Hacker News new | ask | show | jobs
by OneTimePetes 1655 days ago
That is nonsense. We can do "unlimited" detail, by just-in-time generating details on observation and extrapolating from some mathematical deterministic constants tail. Not everything that can be seen, needs space- lots of it can be reproduced with formulas just in time on observation.

The only observable thing would be a "detail snap" and the same "high-res" details were the same hash is produced. Which could be avoided by hashing in the observer, at some level of detail.

3 comments

Carrol calls it the "Resolution Conundrum" [0]. If you believe in the underlying logic that there is a kind of runaway effect, of simulations within simulations, etc, it's inevitably going to be the case that the most probable simulated universe is the one with the least available computing power. So whatever trickery you use to get around the problem of low resolution just substitutes one problem for another, and then the new thing runs up against limits of computing power. We would be most likely to experience the simulation that's most likely to generate noticeable artifacts as the simulation runs up against limits.

0: https://www.preposterousuniverse.com/blog/2016/08/22/maybe-w...

It could also be that the most probable simulated universe is one in which it is very hard to simulate other universes.

We do 2D simulations, games of life, etc. If our universe is simulated, why wouldn't the "parent" one be vastly more complex (more dimensions) and a much better place to run simulations?
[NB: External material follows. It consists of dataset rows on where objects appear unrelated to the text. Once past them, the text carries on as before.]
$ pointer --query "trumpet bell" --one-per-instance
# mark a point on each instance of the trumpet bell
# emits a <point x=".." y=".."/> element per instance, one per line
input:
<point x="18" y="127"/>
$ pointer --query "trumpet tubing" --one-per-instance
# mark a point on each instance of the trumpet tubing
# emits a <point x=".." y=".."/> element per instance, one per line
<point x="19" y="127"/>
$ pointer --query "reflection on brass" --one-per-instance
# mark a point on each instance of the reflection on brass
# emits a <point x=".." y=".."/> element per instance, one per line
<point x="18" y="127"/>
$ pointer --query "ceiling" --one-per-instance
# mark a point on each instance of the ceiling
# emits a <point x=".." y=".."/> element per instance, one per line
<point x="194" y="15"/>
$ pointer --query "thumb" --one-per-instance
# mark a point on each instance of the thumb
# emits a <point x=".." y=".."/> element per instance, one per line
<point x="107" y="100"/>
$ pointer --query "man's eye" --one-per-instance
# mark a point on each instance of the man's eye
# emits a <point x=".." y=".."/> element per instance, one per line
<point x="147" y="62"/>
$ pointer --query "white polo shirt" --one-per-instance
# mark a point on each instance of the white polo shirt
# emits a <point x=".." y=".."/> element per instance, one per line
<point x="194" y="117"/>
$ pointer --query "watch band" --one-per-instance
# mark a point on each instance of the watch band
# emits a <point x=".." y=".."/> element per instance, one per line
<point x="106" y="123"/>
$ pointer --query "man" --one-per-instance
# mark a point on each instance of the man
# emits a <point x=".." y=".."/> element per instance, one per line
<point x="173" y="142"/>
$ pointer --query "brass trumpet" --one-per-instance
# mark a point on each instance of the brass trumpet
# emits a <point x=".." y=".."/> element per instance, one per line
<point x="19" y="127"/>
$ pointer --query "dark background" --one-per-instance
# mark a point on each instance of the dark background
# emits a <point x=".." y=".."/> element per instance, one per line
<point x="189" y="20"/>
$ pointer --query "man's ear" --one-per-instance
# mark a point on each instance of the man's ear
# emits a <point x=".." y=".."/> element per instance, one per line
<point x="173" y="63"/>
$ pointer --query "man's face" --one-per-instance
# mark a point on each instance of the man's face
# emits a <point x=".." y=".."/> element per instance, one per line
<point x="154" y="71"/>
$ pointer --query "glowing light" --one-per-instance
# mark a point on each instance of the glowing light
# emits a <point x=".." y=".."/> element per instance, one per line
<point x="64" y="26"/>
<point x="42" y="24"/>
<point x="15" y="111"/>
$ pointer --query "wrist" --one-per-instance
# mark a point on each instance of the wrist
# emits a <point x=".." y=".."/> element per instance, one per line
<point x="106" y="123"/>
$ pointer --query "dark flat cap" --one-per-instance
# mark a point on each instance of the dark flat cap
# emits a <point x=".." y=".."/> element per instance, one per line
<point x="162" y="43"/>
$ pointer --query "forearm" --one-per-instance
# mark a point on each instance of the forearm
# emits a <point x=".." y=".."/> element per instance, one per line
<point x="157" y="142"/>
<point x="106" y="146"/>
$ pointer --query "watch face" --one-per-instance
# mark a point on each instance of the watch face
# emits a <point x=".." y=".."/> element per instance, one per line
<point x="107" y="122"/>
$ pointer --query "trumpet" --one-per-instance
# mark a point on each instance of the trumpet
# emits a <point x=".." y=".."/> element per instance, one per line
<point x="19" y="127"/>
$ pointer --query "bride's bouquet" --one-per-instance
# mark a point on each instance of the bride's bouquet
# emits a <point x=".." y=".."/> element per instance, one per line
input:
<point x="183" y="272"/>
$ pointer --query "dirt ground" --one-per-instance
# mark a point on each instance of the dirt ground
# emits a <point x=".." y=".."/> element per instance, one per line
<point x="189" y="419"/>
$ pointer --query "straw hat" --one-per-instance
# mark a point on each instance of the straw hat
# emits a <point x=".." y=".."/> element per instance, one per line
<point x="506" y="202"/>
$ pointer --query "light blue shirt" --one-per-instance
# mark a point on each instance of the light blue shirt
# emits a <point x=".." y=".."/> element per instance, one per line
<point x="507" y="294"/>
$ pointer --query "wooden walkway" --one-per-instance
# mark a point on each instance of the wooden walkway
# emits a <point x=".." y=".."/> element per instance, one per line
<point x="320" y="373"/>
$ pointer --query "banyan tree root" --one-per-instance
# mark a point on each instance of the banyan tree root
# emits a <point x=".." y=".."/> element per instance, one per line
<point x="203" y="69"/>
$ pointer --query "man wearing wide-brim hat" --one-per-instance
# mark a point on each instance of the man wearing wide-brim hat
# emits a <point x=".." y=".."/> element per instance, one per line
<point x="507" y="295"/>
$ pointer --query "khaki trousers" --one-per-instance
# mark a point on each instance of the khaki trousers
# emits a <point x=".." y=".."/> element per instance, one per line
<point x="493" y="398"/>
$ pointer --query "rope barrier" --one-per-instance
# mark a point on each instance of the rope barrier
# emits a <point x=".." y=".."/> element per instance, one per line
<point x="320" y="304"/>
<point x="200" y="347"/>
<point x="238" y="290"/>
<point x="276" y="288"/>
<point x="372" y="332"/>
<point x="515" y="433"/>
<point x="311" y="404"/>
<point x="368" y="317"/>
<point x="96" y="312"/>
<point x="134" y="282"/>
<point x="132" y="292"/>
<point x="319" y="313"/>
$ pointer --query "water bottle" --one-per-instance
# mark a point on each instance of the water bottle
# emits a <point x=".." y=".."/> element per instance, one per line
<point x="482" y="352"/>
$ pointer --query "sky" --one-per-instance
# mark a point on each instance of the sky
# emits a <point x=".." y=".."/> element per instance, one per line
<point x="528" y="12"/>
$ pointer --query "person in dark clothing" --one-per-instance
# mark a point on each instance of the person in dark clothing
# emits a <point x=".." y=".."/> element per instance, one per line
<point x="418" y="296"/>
It could be highly hyperdimensional and contain unimaginable levels of detail, even "time" in our universe could be a construct (or multidimensional) in the parent universe.

the thing that I don't understand is why people think that there would be a simulation of a universe; surely it would be more likely that this is a simulation of "you" (well me as obviously you lot aren't real) - vastly simpler and more plausible
In a simulation, would make the idea of a simulation inconceivable not be the best recursion prevention?
No we can go deep but no where near unlimited zoom. Watch a video that shows a fractal zoom to say 10^20,000 and that feels like forever but it’s nothing next to 10^(10^20,000) let alone anything actually large.

Even seemingly simple problems run into surprising issues when you want arbitrary precision. What’s the one’s place digit of π^(π^(π^π)? I mean sure you could fake unlimited zoom by just picking arbitrary numbers like say 4, but that’s no longer zoom.

Heisenberg discovered the simulation.